Now compare this to our brave attitude towards the exchange rate: Remember, we allowed the rupee to appreciate almost 6.5 per cent in April 2007, from a level which many thought was reasonably neutral in real effective terms. Moreover, last year, we allowed the rupee to appreciate more than 12 per cent in nominal dollar terms, even as we were hit by double-digit inflation and a gargantuan trade deficit. And, of course, we never refer to the competitiveness of the real economy while discussing the exchange rate policy. We talk of intervention to smoothen volatility, but aver that we have no level in mind, etc. Clearly, we are far braver than the Chinese. But, are we wiser?
G20 in Toronto
If China pre-empted one issue by its well-timed announcement on exchange rate policy, overall the G20 Toronto declaration seems to have moved well away from the ringing call for “global solutions to global problems” given by the first summit in November 2008. As the crisis of autumn 2008 recedes from the summiteers’ memories, national priorities and differences are coming into sharper focus. This was most clearly seen on the issue of fiscal consolidation, where there were two different groups: the US, Japan and India preferring a more gradual process; Europe, with Greece and PIIGS still weighing heavily on its mind, preferring a faster track. The major issues clearly are the risks of inflation versus deflation and of financial markets’ confidence in sovereign paper.

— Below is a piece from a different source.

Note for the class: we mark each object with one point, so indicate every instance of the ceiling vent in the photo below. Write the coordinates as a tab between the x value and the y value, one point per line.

A related issue is global imbalances. In this context, recent macroeconomic developments in Europe clearly raise some questions. Both the sharp fall of the euro and fiscal consolidation will reduce domestic demand and imports, and increase the competitiveness of exports. One has seen estimates of $300 billion as the EU surplus on current account in 2010! If Europe, China, Japan are all to register large surpluses, who is the buyer of last resort? The US? And, for how long, without causing a run on the dollar? And if it’s not the US, then who? Will trade protectionism gather momentum, taking the global economy once again in the direction of recession/deflation? The G20 Summit has provided few clues to answers to these major issues.